Friday August 26 2022
Nkurunziza Saleh.

Nkurunziza Saleh, a local breeder, with some of his puppies. PHOTO | MOSES GAHIGI | NMG


As Kigali increasingly becomes home to a growing community of expatriates and Rwandan returnees, the capital has become a convergence of cultures and lifestyles.

One of these cultures and lifestyles is that of keeping dogs as pets has once again taken root here by both foreign families and Rwandans.

And as expected, dog lovers are splurging money on their pets creating demand for dog walkers, trainers, breeders and groomers, dog food and others dog accessories.

But this has not always been the case.

During the 1994 genocide against the Tutsi, as Tutsis hid in the bush to escape Interahamwe killer militia, dogs were used by to sniff them out.

Also, genocide survivors saw macabre scenes of these rabid dogs eating human remains and terrorising both people and animals.


To avert a public health crisis, a decision was taken after the genocide to have all dogs shot on sight by the army and UNAMIR soldiers, an event so profound, it was used as a euphemistic title for the Hollywood movie, Shooting Dogs.
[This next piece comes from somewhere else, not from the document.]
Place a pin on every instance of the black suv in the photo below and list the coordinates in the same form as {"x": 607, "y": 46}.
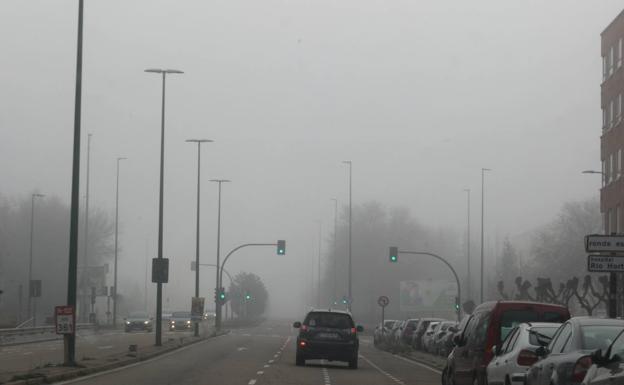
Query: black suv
{"x": 328, "y": 334}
In the recent past however, Rwandans have reconnected with their canine friends.

Ineza Alidry Cloudstone, a Kigali-based dog walker and trainer since 2016, says the killing of dogs went on for many years, and that’s how the population of dogs in the country sharply declined.

Ineza, now a self-taught dog behaviourist and trainer affiliated to Pets Plus said, “street dogs saved my life, I hated school, and it is my interest in dogs that helped me not to resort to doing drugs or become a street kid.”

He says there has been a major shift in public attitude towards dogs. He remembers in 2013 people spitting on him, others throwing stones at him as he walked with his dogs. By 2019, he says attitudes had changed and people on the streets came to his defence when others taunted him for walking his dogs.

“A lot has changed as more people from dog-loving cultures and lifestyles came to Rwanda, many Rwandans have also started keeping dogs, but occasionally, I still get disapproving looks in public.”

Nsomire Gideon has been a dog walker for three years now. I met him on the Kabeza-Remera Road and he said he always walked dogs for free since he was young but someone offered him money to walk the two dogs he had with him.

“I was earning Rwf15,000 ($15) per dog in a month then, now prices have gone up, and I earn Rwf100,000 ($100) for walking two dogs a month.”

Ineza, who has been a professional dog walker since 2016 says the price for walking one dog is not fixed.

But it keeps increasing, that now some are paid Rwf50,000 ($50) while others earn as high as Rwf100,000 ($100).

Some people walk up to eight dogs at a go, although Ineza doesn’t recommend it.

“The biggest challenge dog walkers face is irresponsible dog owners who don’t train aggressive dogs that attack dog walkers and other dogs.’’ But also untrained dog walkers are also a risk when they cannot control the animal.